A dor era cortante, mas tentei juntar o pouco de dignidade que me restava e lutei para não permitir que nenhuma lágrima caísse dos meus olhos, não ali, não na frente dela, ela não merecia ver nenhum sofrimento meu. Percebi que todos olhavam espantados para mim e eu apenas me aproximei mais de onde estavam e então vi a garota soltar o menino rapidamente e olhar para trás quase em desespero quando falei...
– Pessoal, apenas queria me despedir de vocês, estou voltando agora para Fortaleza e logo em seguida vou para Portugal, resolvi aceitar o convite para minha especialização.
Todos me olharam surpresos, espantados e confusos. Renata parecia mais atordoada do que todos e Hanna pareceu se desesperar.
Sem dizer mais nada dei um passo para trás e virei em direção à porta de entrada, pois eu temia que se ficasse ali por mais algum tempo a minha armadura iria cair e virar mil pedaços.
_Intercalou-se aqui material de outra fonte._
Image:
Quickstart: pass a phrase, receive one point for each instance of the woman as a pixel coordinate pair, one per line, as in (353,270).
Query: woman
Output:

Voltei para dentro da casa para arrumar minhas coisas quando escuto ela gritando por mim.
- Marcela espera... Nós precisamos conversa!
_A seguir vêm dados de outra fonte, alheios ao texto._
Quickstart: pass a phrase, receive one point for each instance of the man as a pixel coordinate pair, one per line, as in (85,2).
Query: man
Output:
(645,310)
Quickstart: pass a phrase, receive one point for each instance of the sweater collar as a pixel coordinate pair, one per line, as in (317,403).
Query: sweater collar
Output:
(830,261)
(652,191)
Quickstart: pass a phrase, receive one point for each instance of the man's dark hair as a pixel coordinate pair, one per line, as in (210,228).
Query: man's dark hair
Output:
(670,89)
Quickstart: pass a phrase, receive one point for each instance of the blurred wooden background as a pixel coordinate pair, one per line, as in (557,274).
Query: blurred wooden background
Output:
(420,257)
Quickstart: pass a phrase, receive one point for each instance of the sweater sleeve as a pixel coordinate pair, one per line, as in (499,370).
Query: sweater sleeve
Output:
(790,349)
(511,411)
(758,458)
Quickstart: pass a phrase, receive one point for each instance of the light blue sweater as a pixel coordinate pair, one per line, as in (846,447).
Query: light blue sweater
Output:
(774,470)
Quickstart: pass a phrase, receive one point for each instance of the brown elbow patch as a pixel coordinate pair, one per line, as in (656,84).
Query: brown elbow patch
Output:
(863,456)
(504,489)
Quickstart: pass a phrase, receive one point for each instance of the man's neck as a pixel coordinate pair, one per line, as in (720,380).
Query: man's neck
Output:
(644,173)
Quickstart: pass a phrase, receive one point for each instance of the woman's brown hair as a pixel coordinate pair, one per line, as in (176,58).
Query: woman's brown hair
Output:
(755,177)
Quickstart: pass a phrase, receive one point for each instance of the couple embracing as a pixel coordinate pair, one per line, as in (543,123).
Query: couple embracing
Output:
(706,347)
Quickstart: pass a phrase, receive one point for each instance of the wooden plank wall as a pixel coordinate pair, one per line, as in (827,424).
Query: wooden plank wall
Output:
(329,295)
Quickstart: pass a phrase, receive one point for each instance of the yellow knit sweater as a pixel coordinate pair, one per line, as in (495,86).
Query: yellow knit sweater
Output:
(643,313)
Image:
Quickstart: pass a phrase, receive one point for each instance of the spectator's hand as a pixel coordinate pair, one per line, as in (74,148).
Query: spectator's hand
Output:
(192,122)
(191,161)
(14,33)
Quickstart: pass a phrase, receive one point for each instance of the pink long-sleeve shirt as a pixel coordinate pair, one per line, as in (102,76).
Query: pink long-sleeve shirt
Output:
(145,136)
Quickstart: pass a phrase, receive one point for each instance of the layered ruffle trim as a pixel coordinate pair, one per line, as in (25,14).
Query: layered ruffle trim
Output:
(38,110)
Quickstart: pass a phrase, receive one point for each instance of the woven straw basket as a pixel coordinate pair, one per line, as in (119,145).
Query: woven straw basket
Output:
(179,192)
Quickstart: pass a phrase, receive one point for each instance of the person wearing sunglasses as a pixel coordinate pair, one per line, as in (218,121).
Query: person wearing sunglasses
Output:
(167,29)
Seu desespero não me comovia nenhum pouco, muito pelo contrario, eu estava com tanto ódio que não me importei com nada e nem com ninguém, apenas me virei e perdi a cabeça.
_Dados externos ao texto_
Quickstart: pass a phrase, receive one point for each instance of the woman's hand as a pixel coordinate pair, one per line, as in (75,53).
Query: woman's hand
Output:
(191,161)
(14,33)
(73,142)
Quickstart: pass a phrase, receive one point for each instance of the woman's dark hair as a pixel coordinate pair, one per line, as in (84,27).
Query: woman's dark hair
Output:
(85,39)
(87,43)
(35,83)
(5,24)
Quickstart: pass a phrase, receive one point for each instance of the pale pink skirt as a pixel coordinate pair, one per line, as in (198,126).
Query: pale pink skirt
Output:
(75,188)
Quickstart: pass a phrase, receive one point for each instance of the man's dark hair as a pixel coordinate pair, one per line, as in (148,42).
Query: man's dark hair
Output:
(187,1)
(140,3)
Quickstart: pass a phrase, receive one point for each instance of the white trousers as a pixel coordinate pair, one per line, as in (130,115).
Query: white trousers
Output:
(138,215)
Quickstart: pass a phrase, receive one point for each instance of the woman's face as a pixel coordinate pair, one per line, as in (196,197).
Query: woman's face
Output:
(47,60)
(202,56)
- O QUE VOCÊ QUER COMIGO AINDA GAROTA? DEVERIA ESTÁ FELIZ PORQUE AGORA VOCÊ NÃO PRECISA ME ATURAR, ESTOU INDO PARA LONGE DE VOCÊ! ESQUECE A NOITE QUE TIVEMOS ONTEM, ESQUECE TODO O TEMPO QUE NAMORAMOS, ESQUECE QUE EU EXISTO! – O choro contido já não me permitiu controla-lo por mais tempo – Esquece tudo Hanna, porque eu vou fazer questão de te esquecer.
Aquela altura todos já estava a nossa volta e ouvindo cada palavra que falei, mas não me importei com nada, apenas queria sair dali e foi isso que fiz... A deixei chorando e segui para arrumar minhas coisas e ir embora daquele lugar para nunca mais voltar.
Dias atuais
Cinco anos haviam se passado desde que sai do Brasil, muita coisa mudou, eu mudei, mas agora aqui estou eu arrumando as malas para voltar ao local do qual tanto fugi.
Depois que eu sai do Brasil, retornei ao país poucas vezes e em todas elas fiz questão de não encontrar com Hanna. Minha especialização durou apenas dois anos, porém quando finalizei sempre arrumei um jeito de prolongar ainda mais minha estadia e retardar meu retorno definitivo ao Brasil, mas a pequena empresa de consultora e serviços ambientais que há anos atrás eu abri em sociedade com a Renata, hoje tornou-se referencia não apenas em Fortaleza, mas em cidades e Estados vizinhos. Agora eu não podia apenas continuar auxiliando a distância, Renata resolveu que era hora de passar o comando da empresa para mim já que ela pretendia se casar em poucos meses e precisava de tempo para organizar tudo, eu seria a nova presidente da MR serviços e consultorias ambientais.
Durante esses cinco anos sempre ajudei nos serviços e administração da empresa, mas com um tempo a Micaela e a Daniela assumiram os cargos de administração e marketing, e isso me deu mais liberdade para ficar longe atuando apenas como vice-presidente e precisando ir poucas vezes ao Brasil, não que eu fosse irresponsável, mas eu sabia que nossa empresa estava em boas mãos e eu não me sentia preparada para voltar.
No entanto, agora era diferente, Renata sempre foi muito paciente com o tempo que precisei para superar tudo aquilo do passado, mas agora era minha vez de dar um tempo para que ela pudesse organizar seu casamento. Eu estava mais madura e sabia que não poderia fugir para sempre e por mais que de fato eu não tivesse superado a minha história com Hanna, eu estava voltando e essa seria a hora de conviver próximo ao meu passado.